Acrescenta a Deutsche Welle
que nesta chamada "terceira via", a proposta dos cientistas
enxerga a AMAZÔNIA COMO UM
PATRIMÔNIO BIOLÓGICO GLOBAL, que pode impulsionar a nova revolução
movida a inteligência artificial e tecnologias que "imitam" a
natureza –o biomimetismo. Desvendar de que plantas e animais são feitos, como
organismos se locomovem e percebem o ambiente, por exemplo, são a chave para
criação de materiais, sensores e até robôs do futuro.

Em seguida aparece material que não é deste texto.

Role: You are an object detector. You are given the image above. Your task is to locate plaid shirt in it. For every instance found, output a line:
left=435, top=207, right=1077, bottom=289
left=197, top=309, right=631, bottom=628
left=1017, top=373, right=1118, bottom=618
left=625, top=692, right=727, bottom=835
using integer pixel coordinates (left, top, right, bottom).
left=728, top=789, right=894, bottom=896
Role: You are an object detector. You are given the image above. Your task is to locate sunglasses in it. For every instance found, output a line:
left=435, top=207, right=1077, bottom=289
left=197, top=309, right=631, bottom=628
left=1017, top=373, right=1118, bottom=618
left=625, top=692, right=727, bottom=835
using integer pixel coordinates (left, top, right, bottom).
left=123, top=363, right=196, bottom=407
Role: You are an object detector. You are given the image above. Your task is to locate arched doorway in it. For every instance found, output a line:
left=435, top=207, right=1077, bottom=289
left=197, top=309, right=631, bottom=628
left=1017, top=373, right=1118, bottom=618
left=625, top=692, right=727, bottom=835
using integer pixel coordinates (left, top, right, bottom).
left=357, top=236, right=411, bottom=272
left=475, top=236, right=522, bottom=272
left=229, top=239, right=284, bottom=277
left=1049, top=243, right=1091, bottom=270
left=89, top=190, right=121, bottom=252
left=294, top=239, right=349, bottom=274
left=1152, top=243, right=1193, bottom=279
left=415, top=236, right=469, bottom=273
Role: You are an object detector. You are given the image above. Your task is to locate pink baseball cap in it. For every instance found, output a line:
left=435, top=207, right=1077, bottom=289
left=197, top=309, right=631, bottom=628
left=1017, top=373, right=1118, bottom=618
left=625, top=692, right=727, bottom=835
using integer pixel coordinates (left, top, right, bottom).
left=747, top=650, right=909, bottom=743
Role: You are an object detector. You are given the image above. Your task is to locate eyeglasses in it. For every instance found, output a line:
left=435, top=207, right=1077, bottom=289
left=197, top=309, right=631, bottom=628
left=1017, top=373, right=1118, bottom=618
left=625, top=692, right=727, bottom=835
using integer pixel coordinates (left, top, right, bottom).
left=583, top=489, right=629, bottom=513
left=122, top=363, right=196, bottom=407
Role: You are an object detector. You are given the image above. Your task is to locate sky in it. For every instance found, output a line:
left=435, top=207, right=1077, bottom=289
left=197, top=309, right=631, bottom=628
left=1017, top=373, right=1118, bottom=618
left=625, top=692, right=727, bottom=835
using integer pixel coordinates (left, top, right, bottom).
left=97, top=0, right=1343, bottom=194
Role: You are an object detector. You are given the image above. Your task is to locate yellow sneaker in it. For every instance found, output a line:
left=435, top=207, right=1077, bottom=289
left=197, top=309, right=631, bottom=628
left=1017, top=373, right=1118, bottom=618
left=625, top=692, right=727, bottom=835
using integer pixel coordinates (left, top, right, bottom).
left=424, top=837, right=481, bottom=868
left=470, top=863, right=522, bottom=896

Não podemos nos esquecer do
detalhe: Castilla-Rubio é peruano e seu país detém 13% deste condomínio
amazônico.
Vale transcrever trechos do
excelente “A Amazônia e o interesse nacional”:
a) É tempo de o Brasil rever o rumo da sua política externa e
pensamento estratégico no tocante à Amazônia. A Amazônia é um dos principais
ativos estratégicos do país no século 21, mas estamos presos a velhos
paradigmas do século passado. Isso tem impedido ao Brasil um posicionamento
mais sofisticado e estratégico nos diversos fóruns onde se formata os
instrumentos de regramento internacional. Necessitamos uma visão mais contemporânea
do que vem a ser o interesse nacional relacionado com a Amazônia.
b) É necessário revisitar os pressupostos e paradigmas que serviram
de base para a formulação da política externa do Brasil em relação à Amazônia.
Está em risco a soberania nacional sobre a Amazônia? O interesse e a cobiça
externa justificariam uma ocupação militar da região por potências ou
organismos internacionais? Devemos defender nosso direito de desmatar para
desenvolver? A quem interessa desmatar: ao Brasil ou a alguns poucos brasileiros?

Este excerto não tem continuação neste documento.